I found the basis for this in a magazine years ago, I think it was a Delia Smith recipe, but I have since tinkered with the ingredients trying different combinations to see what works best. I like to use goats cheese,  a good artisan Cheshire or even mozzarella (which is a bit soft, but the kids love that stringy-cheese effect) red onion goes well, spring onions, finely shredded leek or lots of fresh herbs. Have an experiment!

Whatever you choose to add the process is the same, you literally just shove all the ingredients in a big bowl, add an egg and milk, mix and bake it.
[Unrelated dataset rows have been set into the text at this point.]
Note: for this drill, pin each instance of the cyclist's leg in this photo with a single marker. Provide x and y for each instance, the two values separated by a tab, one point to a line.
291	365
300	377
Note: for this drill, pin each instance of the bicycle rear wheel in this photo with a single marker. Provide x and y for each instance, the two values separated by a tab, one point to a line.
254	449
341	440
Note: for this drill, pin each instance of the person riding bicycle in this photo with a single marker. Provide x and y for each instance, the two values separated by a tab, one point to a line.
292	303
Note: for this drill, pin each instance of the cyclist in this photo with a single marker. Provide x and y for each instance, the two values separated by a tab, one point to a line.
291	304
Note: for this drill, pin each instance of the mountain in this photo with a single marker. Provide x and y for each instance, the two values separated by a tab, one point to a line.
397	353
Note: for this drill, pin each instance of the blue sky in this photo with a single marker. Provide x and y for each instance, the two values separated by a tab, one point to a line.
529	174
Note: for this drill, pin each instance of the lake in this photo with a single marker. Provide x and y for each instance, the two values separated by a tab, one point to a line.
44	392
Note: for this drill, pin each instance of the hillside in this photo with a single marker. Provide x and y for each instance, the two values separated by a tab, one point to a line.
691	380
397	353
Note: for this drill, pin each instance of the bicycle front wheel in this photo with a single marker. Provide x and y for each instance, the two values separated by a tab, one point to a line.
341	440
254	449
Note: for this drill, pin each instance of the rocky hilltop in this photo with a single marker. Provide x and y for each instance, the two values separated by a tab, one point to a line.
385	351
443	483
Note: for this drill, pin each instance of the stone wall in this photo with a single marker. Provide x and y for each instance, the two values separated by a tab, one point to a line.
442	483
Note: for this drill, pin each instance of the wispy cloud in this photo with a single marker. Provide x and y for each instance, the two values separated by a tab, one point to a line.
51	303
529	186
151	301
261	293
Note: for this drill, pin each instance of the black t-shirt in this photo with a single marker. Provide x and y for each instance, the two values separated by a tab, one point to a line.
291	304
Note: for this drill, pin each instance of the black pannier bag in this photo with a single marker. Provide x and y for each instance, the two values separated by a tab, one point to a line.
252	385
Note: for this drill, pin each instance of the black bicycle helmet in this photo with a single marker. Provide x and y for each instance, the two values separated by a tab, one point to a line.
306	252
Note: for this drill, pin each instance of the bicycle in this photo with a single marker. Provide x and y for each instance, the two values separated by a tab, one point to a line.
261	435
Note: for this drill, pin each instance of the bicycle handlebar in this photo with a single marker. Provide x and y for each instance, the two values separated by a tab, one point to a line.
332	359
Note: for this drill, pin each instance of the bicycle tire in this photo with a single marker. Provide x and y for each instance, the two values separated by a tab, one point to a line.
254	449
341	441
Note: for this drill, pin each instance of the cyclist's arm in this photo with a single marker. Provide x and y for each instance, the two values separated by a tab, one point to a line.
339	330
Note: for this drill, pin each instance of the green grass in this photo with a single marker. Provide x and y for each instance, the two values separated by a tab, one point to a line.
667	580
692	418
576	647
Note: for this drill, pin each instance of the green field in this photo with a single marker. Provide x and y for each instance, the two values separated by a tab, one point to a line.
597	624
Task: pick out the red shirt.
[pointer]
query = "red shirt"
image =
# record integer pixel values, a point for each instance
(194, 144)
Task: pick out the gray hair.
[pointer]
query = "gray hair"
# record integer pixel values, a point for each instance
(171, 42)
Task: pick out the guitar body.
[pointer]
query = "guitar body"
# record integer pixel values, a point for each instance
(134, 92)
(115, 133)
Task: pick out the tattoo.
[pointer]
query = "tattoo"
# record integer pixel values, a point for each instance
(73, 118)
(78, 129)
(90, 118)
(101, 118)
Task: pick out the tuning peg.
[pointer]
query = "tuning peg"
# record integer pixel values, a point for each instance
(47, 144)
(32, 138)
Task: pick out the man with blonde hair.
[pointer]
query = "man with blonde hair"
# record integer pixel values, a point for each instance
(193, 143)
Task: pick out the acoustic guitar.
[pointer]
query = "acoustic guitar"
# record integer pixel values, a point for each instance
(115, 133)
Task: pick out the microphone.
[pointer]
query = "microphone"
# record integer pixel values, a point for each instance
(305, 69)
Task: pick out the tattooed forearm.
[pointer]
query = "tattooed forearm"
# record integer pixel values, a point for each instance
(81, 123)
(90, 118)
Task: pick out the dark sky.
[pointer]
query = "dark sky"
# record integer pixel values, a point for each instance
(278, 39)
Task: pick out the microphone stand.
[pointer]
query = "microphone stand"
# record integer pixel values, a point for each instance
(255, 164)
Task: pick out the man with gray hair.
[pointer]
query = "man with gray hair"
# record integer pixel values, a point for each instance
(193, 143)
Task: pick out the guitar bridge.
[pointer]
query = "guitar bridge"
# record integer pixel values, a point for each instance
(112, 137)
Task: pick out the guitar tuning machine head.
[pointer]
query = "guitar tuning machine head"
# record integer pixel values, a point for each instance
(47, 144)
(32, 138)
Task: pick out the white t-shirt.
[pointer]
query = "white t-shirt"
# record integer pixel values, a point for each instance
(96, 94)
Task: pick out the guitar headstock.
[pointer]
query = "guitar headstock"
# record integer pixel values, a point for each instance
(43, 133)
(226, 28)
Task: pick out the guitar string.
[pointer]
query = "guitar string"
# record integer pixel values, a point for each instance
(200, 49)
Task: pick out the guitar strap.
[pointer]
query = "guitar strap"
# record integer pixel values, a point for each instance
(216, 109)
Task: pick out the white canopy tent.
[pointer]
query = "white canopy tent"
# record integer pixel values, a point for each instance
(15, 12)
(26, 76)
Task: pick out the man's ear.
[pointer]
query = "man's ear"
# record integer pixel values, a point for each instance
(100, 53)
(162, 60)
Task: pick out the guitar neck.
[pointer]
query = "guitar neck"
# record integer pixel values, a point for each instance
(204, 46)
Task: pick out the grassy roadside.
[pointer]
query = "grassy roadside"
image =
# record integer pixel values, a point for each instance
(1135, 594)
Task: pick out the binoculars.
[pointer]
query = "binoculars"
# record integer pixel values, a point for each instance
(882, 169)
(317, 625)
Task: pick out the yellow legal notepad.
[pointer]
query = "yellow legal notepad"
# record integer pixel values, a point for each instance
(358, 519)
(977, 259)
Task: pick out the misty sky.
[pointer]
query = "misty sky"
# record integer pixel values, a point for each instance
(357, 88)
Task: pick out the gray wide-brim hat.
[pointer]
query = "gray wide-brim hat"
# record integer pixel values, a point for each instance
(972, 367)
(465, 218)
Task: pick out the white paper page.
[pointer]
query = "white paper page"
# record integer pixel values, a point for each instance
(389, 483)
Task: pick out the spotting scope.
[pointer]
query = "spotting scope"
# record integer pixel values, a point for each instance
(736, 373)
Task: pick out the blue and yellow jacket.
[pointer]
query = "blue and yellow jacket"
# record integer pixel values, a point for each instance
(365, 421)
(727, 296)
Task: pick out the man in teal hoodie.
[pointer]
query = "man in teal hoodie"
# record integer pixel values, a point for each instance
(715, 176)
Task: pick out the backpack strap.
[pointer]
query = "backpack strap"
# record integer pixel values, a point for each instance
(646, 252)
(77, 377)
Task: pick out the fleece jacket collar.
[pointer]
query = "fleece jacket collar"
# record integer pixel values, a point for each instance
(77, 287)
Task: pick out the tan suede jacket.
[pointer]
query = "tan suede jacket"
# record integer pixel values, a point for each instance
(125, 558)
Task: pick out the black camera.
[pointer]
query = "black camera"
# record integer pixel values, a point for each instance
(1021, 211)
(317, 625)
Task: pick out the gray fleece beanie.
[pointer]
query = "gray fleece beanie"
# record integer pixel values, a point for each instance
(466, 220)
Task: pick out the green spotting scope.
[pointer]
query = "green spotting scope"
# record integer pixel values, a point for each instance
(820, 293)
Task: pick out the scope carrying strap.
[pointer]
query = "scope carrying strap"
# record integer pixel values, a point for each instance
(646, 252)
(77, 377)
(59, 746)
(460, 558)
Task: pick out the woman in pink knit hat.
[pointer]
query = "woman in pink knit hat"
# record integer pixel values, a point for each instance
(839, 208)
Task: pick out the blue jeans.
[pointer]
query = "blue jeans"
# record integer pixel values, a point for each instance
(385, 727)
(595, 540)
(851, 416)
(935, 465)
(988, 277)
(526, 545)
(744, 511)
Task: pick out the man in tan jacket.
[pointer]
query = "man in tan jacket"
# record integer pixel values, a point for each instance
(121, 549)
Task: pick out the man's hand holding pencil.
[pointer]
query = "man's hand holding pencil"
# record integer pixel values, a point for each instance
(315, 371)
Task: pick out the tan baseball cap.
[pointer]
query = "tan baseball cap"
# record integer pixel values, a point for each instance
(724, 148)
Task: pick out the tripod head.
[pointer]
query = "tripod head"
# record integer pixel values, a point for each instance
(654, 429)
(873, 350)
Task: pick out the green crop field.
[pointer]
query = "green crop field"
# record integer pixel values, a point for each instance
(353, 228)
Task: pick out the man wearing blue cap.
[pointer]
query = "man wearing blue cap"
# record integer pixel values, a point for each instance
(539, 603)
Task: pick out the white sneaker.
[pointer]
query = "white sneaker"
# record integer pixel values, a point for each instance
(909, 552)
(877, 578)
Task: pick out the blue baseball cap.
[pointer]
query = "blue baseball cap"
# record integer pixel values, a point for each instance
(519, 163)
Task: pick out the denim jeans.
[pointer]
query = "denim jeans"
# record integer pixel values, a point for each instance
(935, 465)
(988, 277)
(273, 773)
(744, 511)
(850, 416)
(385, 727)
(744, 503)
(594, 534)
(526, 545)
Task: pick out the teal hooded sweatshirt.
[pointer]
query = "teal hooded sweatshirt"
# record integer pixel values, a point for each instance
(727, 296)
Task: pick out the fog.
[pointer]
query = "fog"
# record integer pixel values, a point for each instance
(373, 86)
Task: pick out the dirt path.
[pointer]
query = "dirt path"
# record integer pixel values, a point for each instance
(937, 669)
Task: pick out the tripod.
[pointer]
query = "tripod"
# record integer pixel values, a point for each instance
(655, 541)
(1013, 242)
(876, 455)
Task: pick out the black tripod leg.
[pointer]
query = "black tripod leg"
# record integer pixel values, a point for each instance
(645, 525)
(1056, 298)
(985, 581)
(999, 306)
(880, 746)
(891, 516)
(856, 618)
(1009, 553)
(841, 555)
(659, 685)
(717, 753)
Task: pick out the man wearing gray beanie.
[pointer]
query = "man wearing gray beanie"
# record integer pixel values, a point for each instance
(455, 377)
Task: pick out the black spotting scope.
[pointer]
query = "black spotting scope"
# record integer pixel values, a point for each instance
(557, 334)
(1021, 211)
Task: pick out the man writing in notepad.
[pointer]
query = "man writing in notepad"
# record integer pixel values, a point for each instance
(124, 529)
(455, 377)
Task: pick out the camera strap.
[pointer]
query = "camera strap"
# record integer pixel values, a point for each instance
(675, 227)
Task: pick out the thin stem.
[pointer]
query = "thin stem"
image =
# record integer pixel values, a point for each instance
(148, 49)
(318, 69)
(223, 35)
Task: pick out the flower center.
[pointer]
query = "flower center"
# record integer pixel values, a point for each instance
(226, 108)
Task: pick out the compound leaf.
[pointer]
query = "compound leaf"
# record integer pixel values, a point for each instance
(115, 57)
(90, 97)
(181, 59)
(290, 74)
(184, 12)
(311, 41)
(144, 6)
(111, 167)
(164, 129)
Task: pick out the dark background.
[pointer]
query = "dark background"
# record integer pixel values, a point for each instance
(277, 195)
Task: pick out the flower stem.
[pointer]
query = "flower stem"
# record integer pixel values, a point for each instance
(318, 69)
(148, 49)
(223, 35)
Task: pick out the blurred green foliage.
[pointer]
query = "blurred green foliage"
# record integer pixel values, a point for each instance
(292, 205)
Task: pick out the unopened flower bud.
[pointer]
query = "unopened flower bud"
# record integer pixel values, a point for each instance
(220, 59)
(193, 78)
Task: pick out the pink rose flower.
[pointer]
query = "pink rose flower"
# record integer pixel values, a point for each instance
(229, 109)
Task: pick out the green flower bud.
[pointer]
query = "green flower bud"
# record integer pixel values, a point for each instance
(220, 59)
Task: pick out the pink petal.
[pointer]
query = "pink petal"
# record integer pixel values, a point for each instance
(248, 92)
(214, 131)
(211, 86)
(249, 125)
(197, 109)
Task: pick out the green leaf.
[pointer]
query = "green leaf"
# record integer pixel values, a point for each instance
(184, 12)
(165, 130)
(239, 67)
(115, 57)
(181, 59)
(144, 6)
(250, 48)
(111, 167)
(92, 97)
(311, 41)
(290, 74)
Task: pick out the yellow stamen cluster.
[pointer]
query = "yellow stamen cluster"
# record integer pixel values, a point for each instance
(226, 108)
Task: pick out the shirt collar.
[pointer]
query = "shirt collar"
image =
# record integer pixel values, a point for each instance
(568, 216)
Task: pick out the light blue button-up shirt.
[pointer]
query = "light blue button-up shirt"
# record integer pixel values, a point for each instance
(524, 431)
For bread purists this is more akin to a savoury tea bread than a traditional loaf. I make mine with self-raising flour, some good feta cheese (I used a local goats milk feta from Y Cwt Caws) fresh rosemary from the garden and a large grated Blue Danube potato so its stuffed full of tasty ingredients.

I ate my freshly baked bread with a creamy tomato and basil soup made with the first crops of Isle of Wight tomatoes which are just now becoming available. I warn you though its seriously addictive and once you start you wont be able to stop pulling or slicing little bits off and nibbling, convincing yourself that you can get away with just one more piece, until all of a sudden you’ve eaten the whole lot. Oh well, its full of good things so why not!

Enjoy!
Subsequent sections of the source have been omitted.